There is a difference between `Eleven Plus Fears’ and `Eleven Plus Anxiety’.
Fears are a state of apprehension which focus on isolated and recognisable danger.
Anxiety is to do with different states of tension – which can magnify and appear to cause the illusion of danger.
In today’s world a banker may fear that he will lose his bonus. The idea of having to live on a salary may, however, cause considerable anxiety.
Franklin D. Roosevelt made a simple but magical statement: “the only thing we have to fear is fear itself—nameless, unreasoning, unjustified terror which paralyzes needed efforts to convert retreat into advance”.
He was not talking about the fear of danger – but about the anxiety that was besetting the United States back in the 1920s with the source of money drying up and job losses. History does tend to appear to repeat itself!

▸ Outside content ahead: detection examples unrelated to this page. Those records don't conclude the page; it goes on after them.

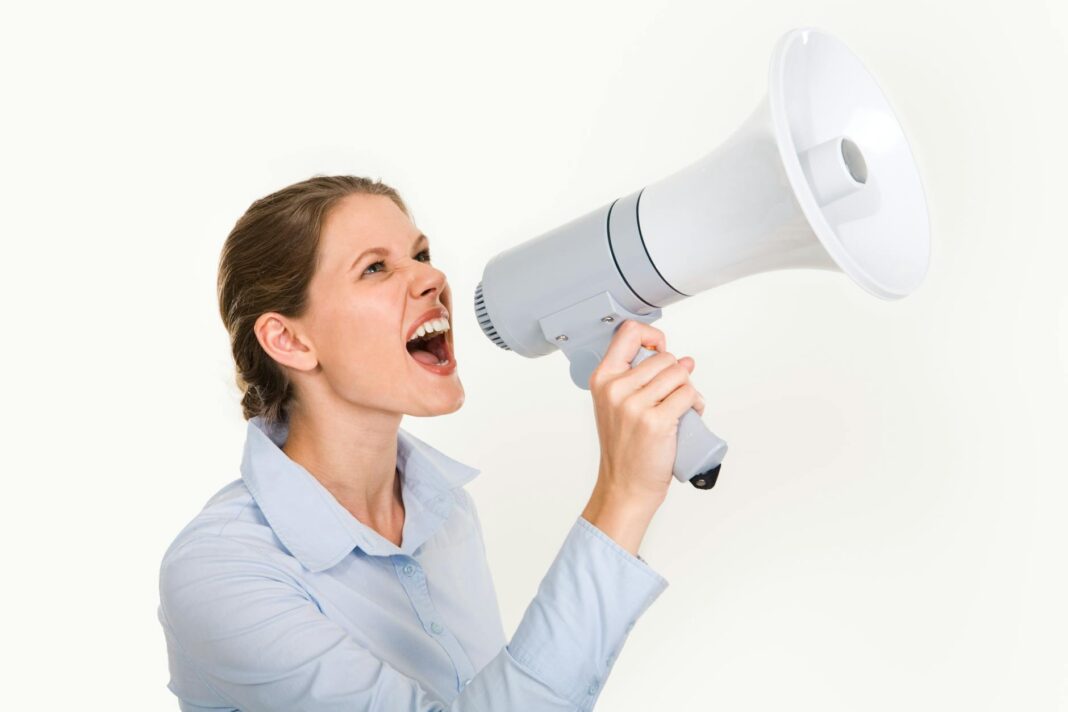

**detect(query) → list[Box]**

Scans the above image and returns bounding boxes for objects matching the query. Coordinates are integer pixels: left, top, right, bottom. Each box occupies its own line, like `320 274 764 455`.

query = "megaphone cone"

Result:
634 29 930 306
475 28 930 489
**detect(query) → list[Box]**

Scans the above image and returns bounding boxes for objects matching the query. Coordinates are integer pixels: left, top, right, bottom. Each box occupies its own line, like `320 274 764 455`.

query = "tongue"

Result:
410 351 438 365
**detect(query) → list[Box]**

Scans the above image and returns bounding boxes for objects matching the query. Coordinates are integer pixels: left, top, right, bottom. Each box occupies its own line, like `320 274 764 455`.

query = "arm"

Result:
160 510 668 712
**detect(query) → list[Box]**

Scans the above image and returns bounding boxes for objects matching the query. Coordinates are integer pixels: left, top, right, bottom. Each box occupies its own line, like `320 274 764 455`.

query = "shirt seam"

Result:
579 517 670 584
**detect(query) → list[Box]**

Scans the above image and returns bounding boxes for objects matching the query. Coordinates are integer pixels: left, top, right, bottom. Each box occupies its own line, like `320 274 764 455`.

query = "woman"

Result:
159 176 703 712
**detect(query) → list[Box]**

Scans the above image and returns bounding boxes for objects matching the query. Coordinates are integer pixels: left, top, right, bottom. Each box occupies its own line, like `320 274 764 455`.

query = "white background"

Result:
0 0 1068 712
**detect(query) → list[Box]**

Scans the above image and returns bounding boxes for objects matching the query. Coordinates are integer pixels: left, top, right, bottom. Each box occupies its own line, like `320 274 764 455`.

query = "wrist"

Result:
582 484 659 556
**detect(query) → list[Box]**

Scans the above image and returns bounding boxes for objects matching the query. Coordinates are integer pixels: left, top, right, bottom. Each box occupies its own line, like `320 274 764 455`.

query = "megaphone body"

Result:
475 29 930 489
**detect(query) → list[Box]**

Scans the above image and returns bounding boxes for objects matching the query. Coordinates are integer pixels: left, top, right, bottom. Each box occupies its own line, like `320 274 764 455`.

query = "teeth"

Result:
408 319 450 342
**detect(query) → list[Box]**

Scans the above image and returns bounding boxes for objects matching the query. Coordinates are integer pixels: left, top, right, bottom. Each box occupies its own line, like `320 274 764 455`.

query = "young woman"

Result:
159 176 703 712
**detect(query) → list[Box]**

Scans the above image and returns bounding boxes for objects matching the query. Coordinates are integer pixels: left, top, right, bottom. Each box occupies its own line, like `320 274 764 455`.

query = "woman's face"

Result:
297 194 464 415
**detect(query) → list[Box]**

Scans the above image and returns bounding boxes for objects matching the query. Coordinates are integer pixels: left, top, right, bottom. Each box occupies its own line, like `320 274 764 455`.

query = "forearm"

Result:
582 480 659 556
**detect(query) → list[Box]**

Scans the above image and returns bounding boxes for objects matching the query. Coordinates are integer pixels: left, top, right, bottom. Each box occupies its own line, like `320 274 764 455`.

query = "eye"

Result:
363 250 430 274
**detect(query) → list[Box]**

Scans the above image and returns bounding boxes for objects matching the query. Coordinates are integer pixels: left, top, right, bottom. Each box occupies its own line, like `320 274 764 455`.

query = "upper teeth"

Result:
408 319 449 342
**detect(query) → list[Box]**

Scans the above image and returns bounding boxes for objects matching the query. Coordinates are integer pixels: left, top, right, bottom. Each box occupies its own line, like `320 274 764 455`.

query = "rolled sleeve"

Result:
507 517 668 710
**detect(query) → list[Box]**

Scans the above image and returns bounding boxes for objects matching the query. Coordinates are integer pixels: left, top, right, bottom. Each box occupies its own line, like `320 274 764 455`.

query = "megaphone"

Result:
474 28 930 489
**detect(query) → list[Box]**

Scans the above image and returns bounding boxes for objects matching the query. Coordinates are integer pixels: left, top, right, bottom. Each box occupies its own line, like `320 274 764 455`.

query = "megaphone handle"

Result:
630 346 727 490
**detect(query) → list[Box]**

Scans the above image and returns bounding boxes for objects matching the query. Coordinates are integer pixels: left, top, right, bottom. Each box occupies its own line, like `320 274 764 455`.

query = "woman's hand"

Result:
590 319 705 512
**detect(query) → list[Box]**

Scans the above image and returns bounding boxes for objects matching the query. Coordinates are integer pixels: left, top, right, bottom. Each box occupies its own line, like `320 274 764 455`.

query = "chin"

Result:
408 385 466 417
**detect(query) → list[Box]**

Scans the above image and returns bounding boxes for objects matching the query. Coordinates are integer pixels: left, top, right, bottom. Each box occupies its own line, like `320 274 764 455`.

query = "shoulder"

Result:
159 479 295 598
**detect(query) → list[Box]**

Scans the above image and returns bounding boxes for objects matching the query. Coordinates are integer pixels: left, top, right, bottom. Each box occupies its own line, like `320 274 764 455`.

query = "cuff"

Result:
507 517 668 710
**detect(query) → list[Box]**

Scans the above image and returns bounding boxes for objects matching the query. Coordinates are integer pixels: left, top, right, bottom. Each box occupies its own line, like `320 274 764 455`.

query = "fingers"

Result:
631 354 692 408
595 319 668 378
655 382 705 421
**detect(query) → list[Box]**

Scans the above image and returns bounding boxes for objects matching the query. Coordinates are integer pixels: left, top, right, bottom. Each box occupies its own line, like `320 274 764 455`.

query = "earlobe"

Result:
253 312 317 370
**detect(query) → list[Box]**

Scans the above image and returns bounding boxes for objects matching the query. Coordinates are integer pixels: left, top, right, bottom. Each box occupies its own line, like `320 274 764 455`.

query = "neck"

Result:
282 401 405 545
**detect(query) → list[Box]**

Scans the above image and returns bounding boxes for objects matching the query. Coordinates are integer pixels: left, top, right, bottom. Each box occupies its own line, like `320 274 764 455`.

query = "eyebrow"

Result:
348 233 430 271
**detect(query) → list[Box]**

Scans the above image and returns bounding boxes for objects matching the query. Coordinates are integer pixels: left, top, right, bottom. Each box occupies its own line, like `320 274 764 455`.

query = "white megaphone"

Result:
474 28 930 489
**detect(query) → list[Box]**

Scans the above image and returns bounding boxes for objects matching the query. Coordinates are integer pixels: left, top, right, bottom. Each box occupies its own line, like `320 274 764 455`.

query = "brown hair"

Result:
218 175 410 423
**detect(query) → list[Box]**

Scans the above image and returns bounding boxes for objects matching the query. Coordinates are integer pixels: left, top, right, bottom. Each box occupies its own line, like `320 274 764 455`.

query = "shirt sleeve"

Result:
160 517 668 712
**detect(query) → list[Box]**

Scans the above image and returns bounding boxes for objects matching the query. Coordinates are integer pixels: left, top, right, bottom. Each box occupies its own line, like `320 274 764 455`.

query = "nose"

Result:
411 263 445 298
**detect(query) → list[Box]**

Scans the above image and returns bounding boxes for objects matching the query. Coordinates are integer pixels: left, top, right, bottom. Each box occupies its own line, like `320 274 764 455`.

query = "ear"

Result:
253 312 318 370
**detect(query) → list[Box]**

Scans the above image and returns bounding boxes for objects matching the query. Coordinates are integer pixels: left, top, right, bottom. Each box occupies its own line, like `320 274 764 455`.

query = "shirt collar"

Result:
241 415 481 571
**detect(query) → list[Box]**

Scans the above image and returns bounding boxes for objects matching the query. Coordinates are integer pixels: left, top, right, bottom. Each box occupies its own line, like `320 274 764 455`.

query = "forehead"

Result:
319 194 419 266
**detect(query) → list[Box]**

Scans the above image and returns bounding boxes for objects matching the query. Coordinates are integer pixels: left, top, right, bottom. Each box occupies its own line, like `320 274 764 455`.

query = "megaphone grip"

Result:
630 346 727 490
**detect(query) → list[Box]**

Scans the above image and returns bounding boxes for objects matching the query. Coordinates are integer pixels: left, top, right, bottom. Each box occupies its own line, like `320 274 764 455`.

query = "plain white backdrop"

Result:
0 0 1068 712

In very young children, however, fear and anxiety may seem to be almost indistinguishable. By the time the child reaches the Eleven Plus stage, however, it is hoped that we can call some of the apparent fears under a different name – `Eleven Plus Anxiety’. An eleven plus child may then fear that there will be questions that can not be answered – but will be anxious about the outcome of the examination.
A parent’s role is then to try to remove as much fear as possible – and also to try to reduce as much anxiety as possible.